Teresa Berganza, eternally free | The duty

Legendary Spanish mezzo soprano Teresa Berganza passed away on Friday at the age of 89. Just as Maria Callas is inseparable from the role of Tosca, Berganza will be Carmen forever. Beyond that, its impact on musical interpretation has been broader and deeper.

It happens, approximately once every half-century, that a repertoire finds a voice, in the sense of deep and unavoidable incarnation, but also of advocate.

This can be said of Maria Callas, whose character fascinated so much that she was able, during a few rare years of glory, to revalorize a repertoire of beautiful cantofor example Donizetti, Bellini or the Medea by Cherubini.

There was Dietrich Fischer-Dieskau, a born storyteller-singer, who promoted the art of song German, and melody in general, like no other before or after him. We trusted Fischer-Dieskau to tell us what Schubert had to tell us. And it made us want to broaden the range of our knowledge.

carmen forever

It is obvious that when we think of Teresa Berganza, we think of the famous Carmen by Claudio Abbado, who revolutionized the look at the character at the 1977 Edinburgh Festival and in the subsequent DG recording.

In this role, which she sang on all the stages of the world between 1977 and 1992, Teresa Berganza’s “revolution” is to have revalued the gypsy values ​​of the character to the detriment of the simple man-eater. Freedom more than libido. “Carmen is a woman, not a whore,” she proclaimed. And everything was changing. Because beyond his own performance, the prism through which Berganza saw the character and the strength of his incarnation marked the following generations of performers. There is a before and after Carmen by Berganza, just as there is a before and after Tosca by Callas or a before and after Schubert by Fischer-Dieskau.

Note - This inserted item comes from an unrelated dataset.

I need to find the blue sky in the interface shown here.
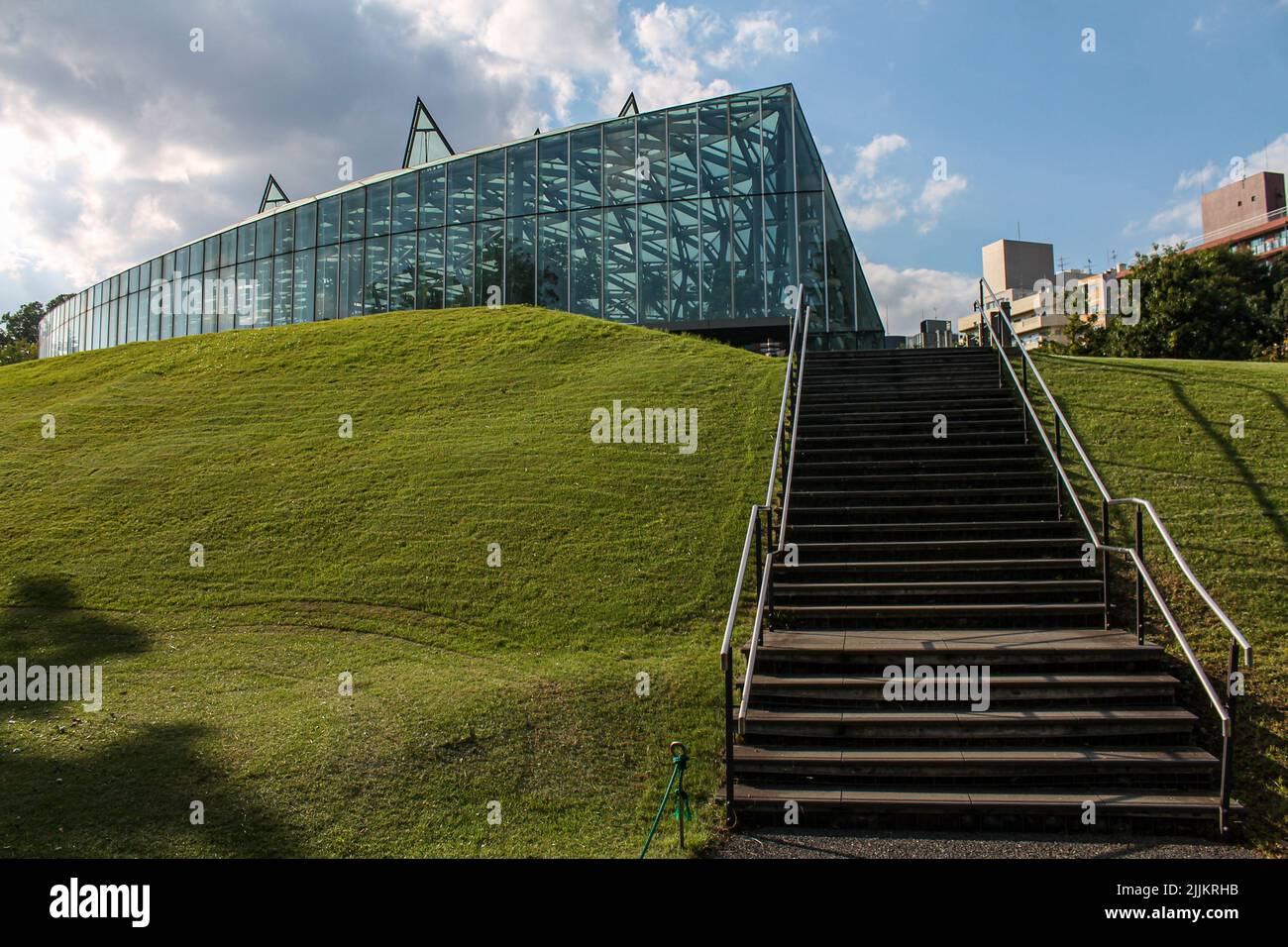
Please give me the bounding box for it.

But it does not stop there. Because there is also a before and after Berganza in Rossini. Because Berganza accompanied the Rossini miracle, a musicological and interpretative renaissance, which refocused on mezzo voices and a musical outfit what was the subject of superficial cooing until the 1960s. Here too, Claudio Abbado is the accomplice for two historic recordings in 1971: The Barber of Seville and The Cenerentola. We talk about revolution: it is the exact starting point. Here Teresa Berganza will have many zealous and important heiresses, for example, Jennifer Larmore.

The strength of embodiment

If Teresa Berganza arrived at Rossini in 1971 it was through Mozart. The singer born in 1933 in Madrid is a Mozartian in the 1960s and she will resist all proposals to preserve this vocal adequacy, especially in the role of Cherubino of Marriage of Figaro. She had first marked the spirits at the Festival d’Aix in the legendary Così fan tutte by Hans Rosbaud in 1957, two years after his debut in Madrid.

Berganza was real on stage because she was inhabited by her incarnations. Evidenced by an interview on French television in 1989, where she agreed that the transvestite role of Cherubino spilled over into her life to the point where she ended up asking questions about her own sexual orientations.

The last component is obviously the Spanish repertoire. Teresa Berganza was the voice of the works and melodies of Manuel de Falla, Granados or Turina, but also of South Americans like the Argentinian Carlos Guastavino. She also defended the zarzuela (Spanish operetta) and did not hesitate, with her outspokenness, to dot the “i”: “Some of our zarzuelas are worth a thousand times better than an opera by Donizetti” she said to the Figaro in 2013. Thank you.

In a daily interview El Mundo for her 85th birthday, Teresa Berganza declared “I sang a fairly limited repertoire, but it was my repertoire. I made it mine and wanted to be the best at it. »

Berganza was right. These roles, she marked them in the history of lyrical art. His career spanned more than four decades, where others stop after ten years. His advice? “Keep your head straight so you don’t lose it: even if you see a theater standing there applauding after a show, don’t fall into the trap of ‘See, how awesome I am'”.

This is called common sense and intelligence, which ultimately lead to humanism and freedom.